Even with two Buffetts in the title, it never sold well, Vail says, not even when Jimmy Buffett (the laid-back singer friend of Warren Buffett, who is no relation) stocked it at his Margaritaville store in Key West, Fla. It's out of print and not among the 47.

When Randy Cepuch submitted Nose Under the Tent: Adventures at Shareholder Meetings, his publisher, Thunder's Mouth Press, persevered on a name change to A Weekend with Warren Buffett: And Other Shareholder Meeting Adventures. Cepuch yielded because the first chapter is about Berkshire Hathaway's annual meeting, although subsequent chapters are about meetings at other companies, including Citigroup, Google and Gannett, parent company of USA TODAY.

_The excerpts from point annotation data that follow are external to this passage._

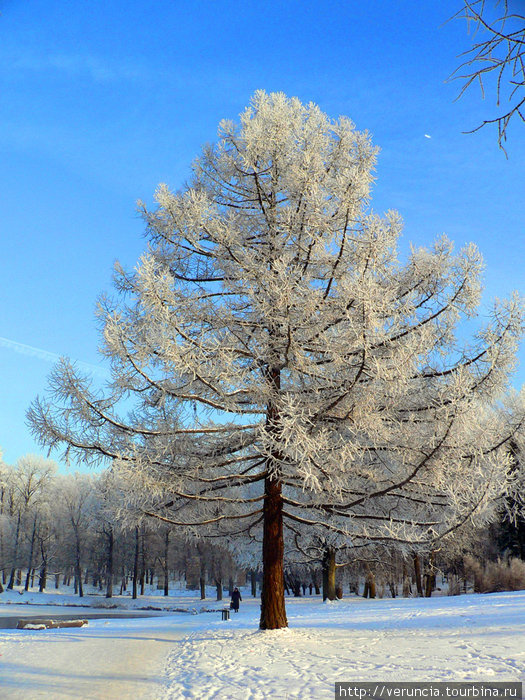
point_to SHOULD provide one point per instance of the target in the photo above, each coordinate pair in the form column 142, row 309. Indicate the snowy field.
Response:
column 183, row 655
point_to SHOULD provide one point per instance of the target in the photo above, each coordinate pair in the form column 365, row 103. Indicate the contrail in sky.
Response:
column 47, row 356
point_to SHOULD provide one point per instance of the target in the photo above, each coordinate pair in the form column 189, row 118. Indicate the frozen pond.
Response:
column 9, row 617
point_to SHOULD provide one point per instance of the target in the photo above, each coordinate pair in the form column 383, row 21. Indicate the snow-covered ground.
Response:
column 178, row 655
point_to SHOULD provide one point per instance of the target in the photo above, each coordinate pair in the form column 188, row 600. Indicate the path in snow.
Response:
column 470, row 638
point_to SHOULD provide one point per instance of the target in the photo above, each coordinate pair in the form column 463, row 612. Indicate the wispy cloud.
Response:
column 83, row 65
column 47, row 356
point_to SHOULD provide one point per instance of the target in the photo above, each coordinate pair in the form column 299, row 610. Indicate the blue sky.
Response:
column 101, row 101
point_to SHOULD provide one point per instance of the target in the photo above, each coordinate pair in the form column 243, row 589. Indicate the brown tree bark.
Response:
column 109, row 575
column 273, row 613
column 329, row 569
column 417, row 575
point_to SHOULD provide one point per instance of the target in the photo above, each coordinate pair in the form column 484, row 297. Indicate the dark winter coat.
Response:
column 236, row 597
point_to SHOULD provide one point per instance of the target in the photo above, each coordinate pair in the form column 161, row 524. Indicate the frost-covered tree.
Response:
column 29, row 481
column 274, row 362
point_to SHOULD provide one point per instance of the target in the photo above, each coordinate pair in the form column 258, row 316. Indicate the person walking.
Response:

Before changing the name, Cepuch got Buffett's permission. Cepuch balked when Thunder's Mouth Press wanted a photo of Buffett on the cover. Cepuch says he insisted on "more generic artwork."

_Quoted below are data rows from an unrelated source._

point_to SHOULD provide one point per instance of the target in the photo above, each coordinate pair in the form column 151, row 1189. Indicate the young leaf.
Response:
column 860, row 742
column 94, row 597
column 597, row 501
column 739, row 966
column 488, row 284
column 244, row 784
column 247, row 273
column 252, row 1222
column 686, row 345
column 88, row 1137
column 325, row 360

A 10.2-pound Warren Buffett book

Snowball, the decade-long work by former insurance industry analyst Alice Schroeder, is meaty at 976 pages and ships at 3.6 pounds. But the length record is still held by Of Permanent Value: The Story of Warren Buffett, which Andrew Kilpatrick revises every year or two. It weighs in at 10.2 pounds, 330 chapters, 1,874 pages and 1,400 photos. The $60 book is two volumes and nearly 400 pages longer than War and Peace. It's so cumbersome that travelers at Eppley International Airport in Omaha — home of Berkshire Hathaway — often have it shipped home, says Jim Ross, manager of the Hudson Booksellers store inside the terminal.

The 47-book library does not double-count revised editions, or any book republished in paperback, nor audio, large-print or e-books. It does not count foreign-language editions, although Buffett is such an international sensation that translations begin as soon as the English version is edited. The Tao of Warren Buffett: Warren Buffett's Words of Wisdom has been published in Chinese, Russian, Hebrew, Arabic and 13 other languages, says author Mary Buffett, who divorced Warren Buffett's son Peter in 1993 and has co-authored five books that have the name of her former father-in-law in the title.

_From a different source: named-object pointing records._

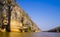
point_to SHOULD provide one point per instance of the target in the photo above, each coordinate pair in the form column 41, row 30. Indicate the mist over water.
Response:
column 29, row 34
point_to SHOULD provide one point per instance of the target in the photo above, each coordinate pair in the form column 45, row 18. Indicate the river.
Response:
column 29, row 34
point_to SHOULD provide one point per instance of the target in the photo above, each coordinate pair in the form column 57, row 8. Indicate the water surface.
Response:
column 29, row 34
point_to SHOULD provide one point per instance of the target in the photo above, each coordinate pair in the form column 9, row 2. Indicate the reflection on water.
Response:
column 31, row 34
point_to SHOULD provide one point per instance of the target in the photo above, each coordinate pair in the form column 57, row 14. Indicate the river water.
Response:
column 29, row 34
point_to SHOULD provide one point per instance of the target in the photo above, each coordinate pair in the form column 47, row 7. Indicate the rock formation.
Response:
column 13, row 18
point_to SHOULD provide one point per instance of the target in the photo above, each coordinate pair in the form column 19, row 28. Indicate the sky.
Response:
column 45, row 13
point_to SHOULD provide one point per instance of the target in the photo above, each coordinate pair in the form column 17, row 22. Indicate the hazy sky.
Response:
column 45, row 13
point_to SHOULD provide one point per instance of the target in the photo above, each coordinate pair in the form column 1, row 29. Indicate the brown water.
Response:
column 31, row 34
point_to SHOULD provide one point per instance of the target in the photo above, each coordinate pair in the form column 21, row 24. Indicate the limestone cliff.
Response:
column 13, row 18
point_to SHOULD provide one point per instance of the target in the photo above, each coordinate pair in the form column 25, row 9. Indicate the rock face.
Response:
column 13, row 18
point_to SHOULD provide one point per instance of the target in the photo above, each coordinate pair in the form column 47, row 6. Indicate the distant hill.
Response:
column 13, row 18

Warren Buffett's personal favorite? The Essays of Warren Buffett, by Warren Buffett, which he says is "a coherent rearrangement of ideas from my annual report letters" as edited by Larry Cunningham.

There seems to be a Buffett book for everyone. Even for those more interested in the Dalai Lama than the Oracle of Omaha, there's Warren Buffett and Tao Te Ching: A Modern Investor and an Age-Old Philosophy. Author Yingpei Zhang of San Antonio says he has no reason to believe that Buffett has read the ancient text by Lao Tzu but decided that great minds think alike. Buffett must have independently found an Eastern-like path toward riches by mastering "desirelessness and inactivity, thrift and non-competition," Zhang says.

That may be a way of saying: Buy companies at a bargain and hold them for the long term. Indeed, the new Snowball book is named for a Zen-like Buffett quote: "Life is like a snowball. The important thing is finding wet snow and a really long hill."